Antwoorden op kamervragen inzake de baatbelasting

Vragen van het lid De Pater-van der Meer (CDA) over het artikel ‘Baatbelasting ten onrechte gebruikt voor onderhoud’ met kenmerk 2070829100 (ingezonden 8 september 2008).

Vraag 1
Hebt u kennisgenomen van het artikel ‘Baatbelasting ten onrechte gebruikt voor onderhoud’ naar aanleiding van de uitspraak van het gerechtshof Arnhem?[1]

Antwoord
Ja.

Vraag 2
Bent u van mening dat naar aanleiding van bovengenoemde uitspraak gemeenten het instrument baatbelasting niet meer kunnen hanteren voor opknapbeurten van binnensteden?

Antwoord
In de uitspraak van het Gerechtshof Arnhem van 27 augustus jongstleden[2], waar het hier feitelijk over gaat, wordt de verordening Baatbelasting rechtskracht ontzegd omdat de veranderingen in het geheel van voorzieningen in het heringerichte gebied niet kunnen worden gezien als een verbetering van de voorzieningen die door middel van een baatbelasting kunnen worden verhaald.
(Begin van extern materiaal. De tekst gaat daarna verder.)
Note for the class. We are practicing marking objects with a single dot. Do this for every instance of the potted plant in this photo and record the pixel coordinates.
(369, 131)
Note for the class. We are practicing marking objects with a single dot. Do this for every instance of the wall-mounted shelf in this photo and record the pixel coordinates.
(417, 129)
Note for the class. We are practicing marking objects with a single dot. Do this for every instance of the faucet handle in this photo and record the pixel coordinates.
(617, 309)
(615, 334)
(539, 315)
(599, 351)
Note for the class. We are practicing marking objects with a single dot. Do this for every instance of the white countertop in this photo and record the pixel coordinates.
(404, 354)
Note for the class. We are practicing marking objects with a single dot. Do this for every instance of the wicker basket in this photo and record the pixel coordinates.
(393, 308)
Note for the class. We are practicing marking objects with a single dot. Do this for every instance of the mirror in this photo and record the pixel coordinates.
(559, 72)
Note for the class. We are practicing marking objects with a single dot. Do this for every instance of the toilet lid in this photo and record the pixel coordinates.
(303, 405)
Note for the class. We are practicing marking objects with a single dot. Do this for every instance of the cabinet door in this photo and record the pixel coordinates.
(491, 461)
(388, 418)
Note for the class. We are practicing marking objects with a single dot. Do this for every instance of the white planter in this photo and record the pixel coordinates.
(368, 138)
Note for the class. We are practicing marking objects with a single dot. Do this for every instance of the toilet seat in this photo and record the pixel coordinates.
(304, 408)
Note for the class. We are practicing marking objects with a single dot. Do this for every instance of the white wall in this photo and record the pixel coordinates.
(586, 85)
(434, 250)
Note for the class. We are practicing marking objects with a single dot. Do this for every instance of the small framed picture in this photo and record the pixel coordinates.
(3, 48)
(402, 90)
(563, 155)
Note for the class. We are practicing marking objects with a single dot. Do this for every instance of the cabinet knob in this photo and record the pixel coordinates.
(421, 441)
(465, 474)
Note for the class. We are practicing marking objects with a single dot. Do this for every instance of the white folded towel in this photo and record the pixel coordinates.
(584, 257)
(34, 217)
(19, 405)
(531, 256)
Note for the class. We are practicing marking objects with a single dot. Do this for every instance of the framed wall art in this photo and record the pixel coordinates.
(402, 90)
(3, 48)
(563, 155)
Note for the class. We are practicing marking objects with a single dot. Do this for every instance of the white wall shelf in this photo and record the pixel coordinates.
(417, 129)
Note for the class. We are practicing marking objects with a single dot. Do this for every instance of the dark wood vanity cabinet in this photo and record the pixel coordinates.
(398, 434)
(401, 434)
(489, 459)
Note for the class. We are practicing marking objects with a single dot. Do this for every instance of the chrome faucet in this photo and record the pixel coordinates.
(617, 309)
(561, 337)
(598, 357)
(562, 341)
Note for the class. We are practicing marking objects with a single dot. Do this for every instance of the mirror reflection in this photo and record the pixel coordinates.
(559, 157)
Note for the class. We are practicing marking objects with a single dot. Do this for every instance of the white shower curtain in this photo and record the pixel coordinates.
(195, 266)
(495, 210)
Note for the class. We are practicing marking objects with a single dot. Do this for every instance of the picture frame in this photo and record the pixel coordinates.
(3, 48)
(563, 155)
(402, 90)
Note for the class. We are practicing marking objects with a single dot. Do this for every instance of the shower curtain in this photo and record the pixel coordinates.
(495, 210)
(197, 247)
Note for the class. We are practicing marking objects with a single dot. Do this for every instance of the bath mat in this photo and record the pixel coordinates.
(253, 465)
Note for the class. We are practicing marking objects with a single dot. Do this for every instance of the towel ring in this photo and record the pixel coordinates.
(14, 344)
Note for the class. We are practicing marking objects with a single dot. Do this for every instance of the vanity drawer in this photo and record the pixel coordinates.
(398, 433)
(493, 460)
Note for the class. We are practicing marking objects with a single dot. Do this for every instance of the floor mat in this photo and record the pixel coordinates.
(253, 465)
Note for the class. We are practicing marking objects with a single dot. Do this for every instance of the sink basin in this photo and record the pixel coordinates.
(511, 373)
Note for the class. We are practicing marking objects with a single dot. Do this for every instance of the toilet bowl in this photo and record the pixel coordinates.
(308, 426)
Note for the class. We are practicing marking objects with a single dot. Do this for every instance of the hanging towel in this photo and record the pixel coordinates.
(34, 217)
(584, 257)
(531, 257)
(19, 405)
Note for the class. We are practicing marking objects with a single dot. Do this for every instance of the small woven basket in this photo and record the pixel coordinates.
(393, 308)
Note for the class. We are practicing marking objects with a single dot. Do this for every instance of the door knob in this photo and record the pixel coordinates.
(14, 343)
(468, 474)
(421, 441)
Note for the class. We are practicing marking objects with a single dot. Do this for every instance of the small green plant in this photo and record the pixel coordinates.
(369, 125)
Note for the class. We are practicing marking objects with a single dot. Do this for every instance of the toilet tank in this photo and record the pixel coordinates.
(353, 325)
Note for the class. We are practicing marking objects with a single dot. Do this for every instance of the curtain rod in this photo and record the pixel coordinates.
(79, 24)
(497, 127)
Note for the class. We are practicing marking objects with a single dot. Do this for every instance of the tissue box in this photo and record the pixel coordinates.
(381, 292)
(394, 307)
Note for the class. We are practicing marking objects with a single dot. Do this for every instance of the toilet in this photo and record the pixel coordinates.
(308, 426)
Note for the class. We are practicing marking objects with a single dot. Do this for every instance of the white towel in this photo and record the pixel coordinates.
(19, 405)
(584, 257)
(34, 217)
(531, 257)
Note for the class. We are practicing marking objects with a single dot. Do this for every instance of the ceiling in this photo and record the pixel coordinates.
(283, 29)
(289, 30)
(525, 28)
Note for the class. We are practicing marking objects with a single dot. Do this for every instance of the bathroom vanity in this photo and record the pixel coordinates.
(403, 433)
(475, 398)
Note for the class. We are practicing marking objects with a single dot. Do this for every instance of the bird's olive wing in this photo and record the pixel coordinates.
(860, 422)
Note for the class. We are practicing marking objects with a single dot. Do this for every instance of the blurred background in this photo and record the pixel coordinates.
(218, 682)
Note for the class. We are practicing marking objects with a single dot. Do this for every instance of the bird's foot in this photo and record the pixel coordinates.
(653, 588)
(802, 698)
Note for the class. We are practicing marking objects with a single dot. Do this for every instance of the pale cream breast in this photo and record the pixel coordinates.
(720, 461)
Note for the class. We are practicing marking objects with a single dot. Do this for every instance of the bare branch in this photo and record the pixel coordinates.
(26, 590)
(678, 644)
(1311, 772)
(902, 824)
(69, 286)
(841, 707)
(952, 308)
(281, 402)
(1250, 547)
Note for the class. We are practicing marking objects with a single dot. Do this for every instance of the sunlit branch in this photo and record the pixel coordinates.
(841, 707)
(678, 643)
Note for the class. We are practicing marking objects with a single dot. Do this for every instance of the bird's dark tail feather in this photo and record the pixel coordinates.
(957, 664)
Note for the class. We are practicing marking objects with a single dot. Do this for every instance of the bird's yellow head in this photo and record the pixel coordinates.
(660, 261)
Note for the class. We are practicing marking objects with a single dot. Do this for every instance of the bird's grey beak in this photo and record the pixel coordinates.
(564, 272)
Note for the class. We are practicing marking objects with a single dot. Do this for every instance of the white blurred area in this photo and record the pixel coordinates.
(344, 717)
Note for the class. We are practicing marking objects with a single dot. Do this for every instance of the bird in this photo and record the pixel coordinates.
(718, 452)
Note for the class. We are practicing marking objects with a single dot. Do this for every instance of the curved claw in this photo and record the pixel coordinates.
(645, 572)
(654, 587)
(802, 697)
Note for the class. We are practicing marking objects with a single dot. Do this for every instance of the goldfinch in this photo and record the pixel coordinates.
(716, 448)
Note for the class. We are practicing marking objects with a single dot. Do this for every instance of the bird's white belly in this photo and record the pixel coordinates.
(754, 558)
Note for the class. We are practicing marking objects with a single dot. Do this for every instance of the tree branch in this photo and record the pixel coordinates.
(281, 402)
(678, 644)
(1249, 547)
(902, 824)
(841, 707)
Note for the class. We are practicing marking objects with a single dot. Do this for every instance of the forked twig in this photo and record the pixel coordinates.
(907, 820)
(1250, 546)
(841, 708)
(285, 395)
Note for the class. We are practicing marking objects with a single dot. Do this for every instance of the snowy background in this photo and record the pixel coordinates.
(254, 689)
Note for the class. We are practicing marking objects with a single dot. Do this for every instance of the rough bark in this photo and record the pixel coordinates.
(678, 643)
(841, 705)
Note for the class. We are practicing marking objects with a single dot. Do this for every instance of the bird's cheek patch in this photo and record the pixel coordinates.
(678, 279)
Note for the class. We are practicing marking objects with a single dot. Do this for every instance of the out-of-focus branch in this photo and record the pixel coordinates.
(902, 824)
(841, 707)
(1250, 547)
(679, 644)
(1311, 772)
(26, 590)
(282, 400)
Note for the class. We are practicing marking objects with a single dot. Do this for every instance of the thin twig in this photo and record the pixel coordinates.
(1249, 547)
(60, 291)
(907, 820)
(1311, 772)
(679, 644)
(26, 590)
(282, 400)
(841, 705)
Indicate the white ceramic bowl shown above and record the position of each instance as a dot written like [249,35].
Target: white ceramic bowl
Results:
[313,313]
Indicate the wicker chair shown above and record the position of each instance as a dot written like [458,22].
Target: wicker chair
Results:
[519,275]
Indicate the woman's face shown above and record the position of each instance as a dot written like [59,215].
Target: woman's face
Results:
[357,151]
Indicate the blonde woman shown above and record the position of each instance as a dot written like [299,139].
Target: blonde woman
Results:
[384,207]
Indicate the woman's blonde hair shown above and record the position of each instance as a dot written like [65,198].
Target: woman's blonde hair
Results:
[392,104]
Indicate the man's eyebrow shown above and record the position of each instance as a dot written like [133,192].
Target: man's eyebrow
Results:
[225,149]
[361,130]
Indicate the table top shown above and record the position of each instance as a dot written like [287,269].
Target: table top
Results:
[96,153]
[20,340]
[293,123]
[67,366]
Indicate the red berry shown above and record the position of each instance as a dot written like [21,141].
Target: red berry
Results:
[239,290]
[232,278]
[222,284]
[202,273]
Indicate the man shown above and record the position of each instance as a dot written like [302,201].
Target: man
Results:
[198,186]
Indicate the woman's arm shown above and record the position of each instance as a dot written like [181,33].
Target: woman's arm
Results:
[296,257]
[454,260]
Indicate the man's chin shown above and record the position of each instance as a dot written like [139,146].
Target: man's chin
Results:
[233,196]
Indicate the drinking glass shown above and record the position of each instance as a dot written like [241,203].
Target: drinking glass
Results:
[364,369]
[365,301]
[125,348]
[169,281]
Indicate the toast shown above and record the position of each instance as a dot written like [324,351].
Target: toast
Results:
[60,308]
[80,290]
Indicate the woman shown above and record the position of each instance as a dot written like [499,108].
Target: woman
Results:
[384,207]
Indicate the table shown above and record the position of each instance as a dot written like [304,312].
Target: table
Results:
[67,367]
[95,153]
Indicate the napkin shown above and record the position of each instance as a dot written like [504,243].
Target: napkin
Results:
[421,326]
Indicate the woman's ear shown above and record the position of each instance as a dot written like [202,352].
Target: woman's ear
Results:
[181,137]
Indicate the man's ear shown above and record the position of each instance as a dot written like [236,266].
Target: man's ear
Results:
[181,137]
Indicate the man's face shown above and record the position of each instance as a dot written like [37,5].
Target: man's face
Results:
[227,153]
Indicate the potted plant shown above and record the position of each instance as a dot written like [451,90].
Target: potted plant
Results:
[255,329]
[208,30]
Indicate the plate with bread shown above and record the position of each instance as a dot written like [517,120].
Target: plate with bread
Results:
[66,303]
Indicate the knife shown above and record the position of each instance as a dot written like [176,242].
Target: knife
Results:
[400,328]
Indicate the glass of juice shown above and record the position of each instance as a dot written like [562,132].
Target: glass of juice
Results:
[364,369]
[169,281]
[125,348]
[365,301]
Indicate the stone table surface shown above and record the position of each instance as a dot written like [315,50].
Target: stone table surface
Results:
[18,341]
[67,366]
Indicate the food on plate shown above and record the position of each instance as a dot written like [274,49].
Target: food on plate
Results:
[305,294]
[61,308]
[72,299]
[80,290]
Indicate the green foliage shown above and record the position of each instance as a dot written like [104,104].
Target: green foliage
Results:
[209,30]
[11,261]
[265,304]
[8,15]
Dit komt vooral omdat de gemeente er voor gekozen heeft een en ander als een samenhangend geheel uit te voeren en te verhalen via de baatbelasting. Ik ben dan ook niet van mening dat deze uitspraak er toe leidt dat gemeenten het instrument baatbelasting niet meer kunnen hanteren voor een opknapbeurt van de binnenstad. Zoals in de jurisprudentie en de literatuur al meerdere malen rondom de baatbelasting is aangegeven, kan deze worden geheven voor het verhalen van de kosten van een verbetering van de bestaande situatie en kan enkel onderhoud niet vallen onder de baatbelasting. Dit is ook in onderhavige casus al eerder aangegeven door de Hoge Raad[3]. Of er sprake is van een verbetering is vaak een feitelijke kwestie, zoals ook blijkt uit het arrest van het Hof.

Vraag 3
Overweegt u het instrument baatbelasting te laten vervallen of het dusdanig aan te passen dat voor burgers en gemeenten duidelijk is welke voorzieningen door middel van dit instrument kunnen worden gefinancierd?

Antwoord
Ik overweeg vooralsnog niet om het instrument van de baatbelasting af te schaffen, maar realiseer me wel dat het een complex instrument is. Op dit moment wordt overigens gewerkt aan een alternatief. Bij uw Kamer ligt inmiddels het wetsvoorstel ‘Bedrijfsgerichte Gebiedsverbetering’ (BGV) voor. In dit wetsvoorstel wordt een mogelijkheid voorgesteld voor gemeenten om, op initiatief van de ondernemers, een heffing in te stellen teneinde een bepaald gebied waar ondernemers gevestigd zijn te verbeteren. Ik verwacht dat dit wetsvoorstel voorziet in een behoefte onder ondernemers om gezamenlijk de omgeving van hun onderneming aan te pakken met de gemeente.

Vraag 4
Kunt u beamen dat er momenteel inderdaad gemeenten zijn die andere lokale heffingen gebruiken nu het instrument baatbelasting niet meer bruikbaar is voor opknapbeurten? Zo ja, wat gaat u hieraan doen?

Antwoord
Het is mij niet bekend dat er gemeenten zijn die andere lokale heffingen gebruiken in plaats van de baatbelasting. Maar dat neemt niet weg dat gemeenten vrij zijn in de besteding van hun algemene middelen. Ook de, in het artikel dat u citeert, genoemde reclamebelasting is een algemene belasting. De besteding van de opbrengst daarvan is aan de gemeente. Van oneigenlijk gebruik is hier in mijn ogen dus geen sprake. Zoals ik al onder 2 heb aangegeven is het instrument van de baatbelasting nog wel degelijk bruikbaar.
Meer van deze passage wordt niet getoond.